È appena rientrato dall’Iraq. Anche lì, nel cuore della guerra contro lo Stato Islamico, questo voto si farà sentire?
«Probabilmente sì. Se non altro perché anche lì Trump sarà tentato di allinearsi a Putin e ai suoi metodi. Prendiamo Mosul. La coalizione internazionale conduce per ora una guerra il più pulita possibile, evitando di colpire i civili e limitando le perdite. Con Trump si rischia un altro tipo di guerra, attacchi massicci e città spianate, il metodo Grozny o Aleppo applicato a Mosul».
E i curdi? Coloro che lottano sul terreno contro il Califfato, come ha raccontato nel suo film “Peshmerga”, otterranno alla fine il loro Stato?
«Lo spero. Sarebbe il minimo dopo tanti sacrifici e tanto sangue versato. Inoltre questa battaglia di Mosul non è iniziata un mese fa ma un anno fa o forse due, quando i curdi, e solo loro, hanno affrontato le prime linee del Califfato. Oggi ci concentriamo sugli ultimi atti dimenticando che il grosso del lavoro l’hanno fatto i peshmerga quando non c’era la coalizione internazionale e men che mai una brigata irachena. Ma anche qui c’è da temere il peggio. Perché nel club dei dopati di testosterone c’è un terzo uomo, Erdogan. Anche lui affascina Trump. La loro intesa sara perfetta. E lui è il nemico giurato dei curdi. Non vedo Trump imporre a Erdogan uno Stato per i curdi…».

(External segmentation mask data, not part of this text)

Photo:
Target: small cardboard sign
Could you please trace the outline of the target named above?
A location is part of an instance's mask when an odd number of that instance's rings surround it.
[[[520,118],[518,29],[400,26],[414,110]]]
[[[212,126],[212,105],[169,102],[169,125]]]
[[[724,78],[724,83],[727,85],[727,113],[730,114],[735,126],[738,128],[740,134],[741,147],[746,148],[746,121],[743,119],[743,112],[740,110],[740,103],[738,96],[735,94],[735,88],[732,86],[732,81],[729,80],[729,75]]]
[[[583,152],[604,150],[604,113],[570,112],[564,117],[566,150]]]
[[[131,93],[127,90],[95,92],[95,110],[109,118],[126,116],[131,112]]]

Trump ha parlato degli sforzi di Assad contro Isis ma non ha mai menzionato i curdi. Un brutto segno?
«Credo di sì. Inoltre questa storia è una balla. Innanzitutto perché i curdi sono in prima linea contro Isis. E poi perché, prima di combatterlo, Assad ha inventato Isis. Non bisogna mai dimenticare il doppio gioco turco. Così come il doppio gioco saudita o qatarino. Non ci sono alleati affidabili nella lotta allo jihadismo. Si può fare un pezzo di strada con loro, ma restando vigili e prudenti. Un’ultima cosa sulla Turchia. Ormai non ci si chiede più se debba o meno entrare in Europa. La questione è più radicale: ha ancora diritto al suo posto nella Nato? Può, senza chiarire le sue posizioni, restare nell’alleanza militare che garantisce la sicurezza dell’Europa? Indovinate la mia risposta».